Her head snapping up, Faith looks at Castiel in surprise and finds her expression mirrored in his. She feels things rearranging within her again, and she's not sure if she's dying or being reborn. "You'd think I'd know," she hears herself say out loud.
Suddenly the current shuts off as if he's tugged his hand from her grasp, although he hasn't. Castiel stumbles backward against the framework holding the glass panes.
Faith nearly screams, half expecting him to fall through, tumbling into the bare branches below. But he catches himself as Sam is in mid-stride toward him, arm extended to help. Faith doesn't even realize she's staggered herself until Dean has circled her waist with an arm, steadying her.
"The hell was that?" Bobby says.
"I'm not sure," Castiel says.
"It was the real you," Faith says. "I remember. From when I was dead."
"What?" Bobby blurts.
Before anyone can enlighten him, or even figure out how a remotely plausible way to do so, a couple of shrieking rugrats come thundering into the narrow space, making the ground shudder beneath her feet.
Faith's knees wobble. "Get me offa this!"
Dean shifts his arm around her shoulders, steering her back to secure land. "You okay?"
"Yeah, yeah. Little disoriented."
"Whatd'you mean, when you were dead?" Bobby demands.
Just then the parents of the hellspawn trundle into the area, taking in their group with undisguised curiosity.
Castiel tears himself away from one last look out the glass walls and joins them. "She fell in battle," he says quietly. "I was sent to raise her, as I did Dean."
"What about you?" Faith asks. "Do you feel any stronger? Any weaker?"
"I felt something flow between us, but it was interrupted," he says. "I feel no better or worse now that it's gone."
"What stopped it?"
Castiel shakes his head. "I can't say."
"What caused it in the first place?" Dean asks.
"I'm not sure," Castiel says again. "Perhaps the power of this place. Perhaps the sensations of being suspended over this valley, the familiarity of it."
"This isn't helping us find the seal, though," Dean states. "We've got a helluva lot of ground to cover."
***
The weird just keeps on coming. Different types of weird, in waves.

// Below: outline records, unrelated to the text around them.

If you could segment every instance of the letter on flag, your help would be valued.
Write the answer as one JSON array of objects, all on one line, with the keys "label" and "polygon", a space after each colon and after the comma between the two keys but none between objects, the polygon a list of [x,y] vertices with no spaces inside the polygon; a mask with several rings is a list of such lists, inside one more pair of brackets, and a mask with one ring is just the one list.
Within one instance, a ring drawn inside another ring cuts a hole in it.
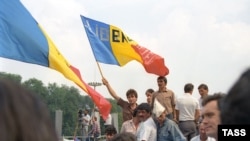
[{"label": "letter on flag", "polygon": [[0,57],[37,64],[62,73],[94,101],[103,119],[111,104],[87,85],[19,0],[0,0]]},{"label": "letter on flag", "polygon": [[141,47],[119,28],[81,16],[90,46],[98,62],[124,66],[132,60],[143,65],[148,73],[165,76],[169,73],[164,58]]}]

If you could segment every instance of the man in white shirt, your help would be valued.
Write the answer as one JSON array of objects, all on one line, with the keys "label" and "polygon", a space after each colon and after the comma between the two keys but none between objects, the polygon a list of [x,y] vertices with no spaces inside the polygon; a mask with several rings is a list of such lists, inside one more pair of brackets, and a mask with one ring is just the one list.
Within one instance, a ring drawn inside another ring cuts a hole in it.
[{"label": "man in white shirt", "polygon": [[215,141],[214,138],[206,135],[204,123],[199,124],[199,135],[193,137],[190,141]]},{"label": "man in white shirt", "polygon": [[156,141],[156,124],[151,116],[151,106],[148,103],[141,103],[137,107],[137,114],[142,121],[137,129],[137,141]]},{"label": "man in white shirt", "polygon": [[187,83],[184,86],[185,94],[177,99],[175,107],[179,128],[188,141],[197,135],[196,123],[200,116],[199,102],[192,96],[193,89],[194,85]]}]

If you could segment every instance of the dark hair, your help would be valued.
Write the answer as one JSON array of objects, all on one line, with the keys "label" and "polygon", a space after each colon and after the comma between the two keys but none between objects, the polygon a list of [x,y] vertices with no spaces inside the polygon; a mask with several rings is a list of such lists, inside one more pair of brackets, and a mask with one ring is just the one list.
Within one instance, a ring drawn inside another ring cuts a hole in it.
[{"label": "dark hair", "polygon": [[58,140],[47,106],[20,84],[0,79],[0,103],[1,141]]},{"label": "dark hair", "polygon": [[114,125],[107,125],[107,127],[105,128],[105,134],[115,135],[116,133],[117,131]]},{"label": "dark hair", "polygon": [[165,76],[159,76],[157,80],[163,80],[166,84],[168,82],[167,78]]},{"label": "dark hair", "polygon": [[153,93],[153,92],[154,90],[150,88],[150,89],[147,89],[145,93]]},{"label": "dark hair", "polygon": [[221,103],[222,124],[250,124],[250,69],[241,74]]},{"label": "dark hair", "polygon": [[134,112],[133,112],[133,117],[136,117],[137,111],[138,111],[138,108],[136,107],[136,108],[134,109]]},{"label": "dark hair", "polygon": [[[225,93],[214,93],[213,95],[208,95],[206,96],[203,100],[202,100],[202,106],[207,105],[209,102],[211,101],[217,101],[218,102],[218,106],[220,106],[221,100],[225,97]],[[218,110],[220,110],[220,107],[218,107]]]},{"label": "dark hair", "polygon": [[148,103],[141,103],[137,106],[137,110],[145,110],[148,113],[151,113],[151,106]]},{"label": "dark hair", "polygon": [[137,98],[137,92],[136,90],[134,89],[129,89],[127,92],[126,92],[126,96],[130,96],[130,95],[134,95],[136,98]]},{"label": "dark hair", "polygon": [[200,85],[198,86],[198,90],[199,90],[199,89],[208,90],[208,86],[207,86],[206,84],[200,84]]},{"label": "dark hair", "polygon": [[136,141],[136,136],[129,132],[116,134],[111,141]]},{"label": "dark hair", "polygon": [[184,92],[185,92],[185,93],[191,92],[191,91],[193,91],[193,89],[194,89],[194,85],[191,84],[191,83],[187,83],[187,84],[184,86]]}]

After they pass through the house itself, there's a crazy quilt of sheds and buildings linked together that houses the displays and collections. Faith's not sure if it's the place itself or the strange experience she just shared with Castiel, but this series of rooms reminds her of times when she was sick as a kid, with fevers that carried her from one bizarre dream to another.
There's a section that's meant to recreate an old-time main street, which almost seems normal enough, except the brick street and its storefronts and windows are lit by a string of light bulbs instead of any kind of natural light, giving the scene a pervasive sense of dark. The slight downward slope of the floor makes her feel as though they're being led slowly into the hills, down and away from sunlight.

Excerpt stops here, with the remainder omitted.